Elliott has been to his mother's funeral that morning; insisted on going to the prison. He said that last July or August, "I was playing a gig at the Other End in New York. Dylan came to see me. I got him up on stage to play a song. I hadn't seen him for seven years. We'd sort of drifted apart. After his motorcycle accident, he wasn't talking much to anyone. He needed a lot of privacy to write.

"Once I almost saw him but through my own great, gross paranoia I didn't. Robbie Robertson told me I should go up to Woodstock and see him. I went on the bus. I bumped into a mutual friend there who said Dylan was writing all day and not seeing anybody. So I told him to give Dylan by regards and got on a bus and went back to New York. I told Sara tonight and she said they were all alone up there wishing I'd come along.

"So, last summer, Bob said, 'How about we get together and do a tour with Bobby Neuwirth. We can travel by bus and play small halls.'

"I'm slowly realizing most of the weirdness and the feeling of rejection I got were my own imagination."

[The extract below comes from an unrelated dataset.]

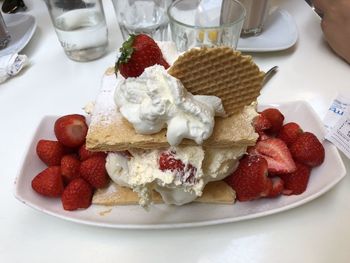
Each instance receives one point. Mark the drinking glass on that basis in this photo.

Roberta Flack, who performed only at he prison ad the benefit, said, "I think this is the greatest change any of us will have to show our real artistic concern. Bob Dylan and Joan Baez could sell out the Garden but by being here today I'm able to say what I feel my self about the Carter Case."

Ginsberg, who read two poems, at the prison, to much applause, on most shows sang along on the finale and played finger cymbals. He said:

"There was a sense that protest was dead, that the artistic community was exhausted and indifferent. This concert is a symbol of 1970s energy and some kind of community. It's the beginning of another attempt to deal with the problems of America, the unresolved evils and hassles and corruption,"

The tour has had three film crews along, Ginsberg said, and he has been working on filming. "We did a scene at Plymouth Rock at Jack Kerouac's grave, with Dylan improvising ballads having to do with America."

And how will the film turn out? Ginsberg said, "It'll be sublime."